You may be aware that we are now routinely offering patients bilateral salpingectomies at the time of hysterectomy. Although this was not recommended in the past, because of worries in hastening the onset of the menopause recent studies have suggested that this should be offered to all patients undergoing routine pelvic surgery.
Much like studies that suggest that endometriotic cysts in the ovaries do not start in the ovaries themselves but are the result of implantation of endometriotic cells on the surface of the ovaries, newer studies have suggested the Ca Ovary does not commence in the ovaries but are actually tubal cells that are implanting on the surface of the ovary.
The majority of epithelial ovarian cancers and serous carcinomas which very closely resemble that of the fallopian tubes. The studies implicate the tubes (and the endometrium) as the origin of the Ovarian Cancers.
You can refer to a more detailed article on the subject in the January 2015 issue of Obstetrics & Gynecology here.
There has also been research that has shown the protective effect of tubal ligation against endometrioid and clear cell carcinomas, suggesting these tumors may arise from retrograde menses.
They determined that removal of the tubes with preservation of the ovaries, would be a healthier option for prevention of Ovarian Cancer, than oophorectomy and bilateral salpingo-oophorectomy as removal of the ovaries, will definitely cause the onset of premature menopause and increase risks for for cardiovascular disease, osteoporosis, and cognitive impairment and were also associated with a raised risk for all-cause and cancer specific mortality in the Nurses’ Health Study.
It is now recommended that this option be offered to anyone undergoing surgery for other reasons, including hysterectomies and that the reasons and risks are clearly outlined to the patients.

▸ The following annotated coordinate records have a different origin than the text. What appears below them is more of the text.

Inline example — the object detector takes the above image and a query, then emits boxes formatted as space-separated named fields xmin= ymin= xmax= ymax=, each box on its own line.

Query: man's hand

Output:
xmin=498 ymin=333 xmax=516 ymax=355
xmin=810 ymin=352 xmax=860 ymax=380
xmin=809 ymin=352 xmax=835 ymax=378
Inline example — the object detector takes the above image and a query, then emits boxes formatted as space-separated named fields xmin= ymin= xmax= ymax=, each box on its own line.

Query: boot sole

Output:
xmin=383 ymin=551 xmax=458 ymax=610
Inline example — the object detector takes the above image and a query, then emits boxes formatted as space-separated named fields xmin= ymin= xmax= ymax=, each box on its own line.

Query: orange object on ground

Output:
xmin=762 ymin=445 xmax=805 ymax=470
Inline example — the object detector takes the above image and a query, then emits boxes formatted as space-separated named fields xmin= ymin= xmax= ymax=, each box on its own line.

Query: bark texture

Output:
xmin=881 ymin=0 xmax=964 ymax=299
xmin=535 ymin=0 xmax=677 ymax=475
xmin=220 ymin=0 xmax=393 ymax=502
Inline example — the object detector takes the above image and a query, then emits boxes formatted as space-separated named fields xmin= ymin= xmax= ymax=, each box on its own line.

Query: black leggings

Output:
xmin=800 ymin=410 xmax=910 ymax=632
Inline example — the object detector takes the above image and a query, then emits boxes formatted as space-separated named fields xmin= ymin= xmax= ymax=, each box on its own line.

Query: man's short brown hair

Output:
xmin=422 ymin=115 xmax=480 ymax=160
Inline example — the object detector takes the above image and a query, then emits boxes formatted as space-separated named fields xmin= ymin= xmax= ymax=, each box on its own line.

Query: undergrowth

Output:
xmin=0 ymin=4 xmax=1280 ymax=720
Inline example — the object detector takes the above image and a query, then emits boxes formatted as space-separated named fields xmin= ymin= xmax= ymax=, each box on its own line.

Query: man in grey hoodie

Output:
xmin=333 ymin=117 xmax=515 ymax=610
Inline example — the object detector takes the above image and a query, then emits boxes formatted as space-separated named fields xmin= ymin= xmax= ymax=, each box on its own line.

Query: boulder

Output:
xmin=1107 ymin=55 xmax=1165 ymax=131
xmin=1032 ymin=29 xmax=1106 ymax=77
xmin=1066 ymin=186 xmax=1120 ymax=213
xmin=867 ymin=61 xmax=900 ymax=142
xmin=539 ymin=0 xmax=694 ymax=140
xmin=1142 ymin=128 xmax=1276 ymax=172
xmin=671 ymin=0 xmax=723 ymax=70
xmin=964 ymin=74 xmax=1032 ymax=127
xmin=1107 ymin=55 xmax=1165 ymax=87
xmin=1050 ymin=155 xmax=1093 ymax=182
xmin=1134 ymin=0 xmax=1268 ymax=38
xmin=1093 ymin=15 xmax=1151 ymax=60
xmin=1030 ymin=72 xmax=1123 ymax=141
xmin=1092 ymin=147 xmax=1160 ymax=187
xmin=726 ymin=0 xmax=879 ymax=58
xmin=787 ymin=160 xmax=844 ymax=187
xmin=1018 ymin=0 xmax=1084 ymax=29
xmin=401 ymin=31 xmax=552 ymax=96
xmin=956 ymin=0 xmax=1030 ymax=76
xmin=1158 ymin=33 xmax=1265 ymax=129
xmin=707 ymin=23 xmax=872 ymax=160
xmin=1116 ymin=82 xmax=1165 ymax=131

At the Womens Health Centre, I have been offering salpingectomies to my patients for almost a year. There has been an almost 80% uptake, with patients have opting to have their tubes removed at the time of surgery regardless of the risks of premature menopause..
In the article the committee suggest “Salpingectomy at the time of hysterectomy or as a means of tubal sterilization appears to be safe, without an increase in complications…compared with hysterectomy alone or tubal ligation,”
“Counselling women who are undergoing routine pelvic surgery about the risks and benefits of salpingectomy should include an informed consent discussion about the role of oophorectomy and bilateral salpingo-oophorectomy.”
This includes women who do not have an elevated genetic risk for ovarian cancer but who are having routine pelvic surgery for benign disease.
Among gynaecologic cancers, ovarian cancer carries the highest mortality rate; it ranks as the fifth leading cause of death from cancer in women, the authors note.
The committee made the following recommendations:
· In women at population risk for ovarian cancer, surgeons should discuss the potential benefits of salpingectomy.
· In women considering laparoscopic sterilization, physicians can discuss the fact that bilateral salpingectomy provides effective contraception, while pointing out that this procedure eliminates the option of tubal reversal.
· Prophylactic salpingectomy may prevent ovarian cancer in some patients.
· More randomized controlled trials are needed to support the use of salpingectomy in reducing ovarian cancer.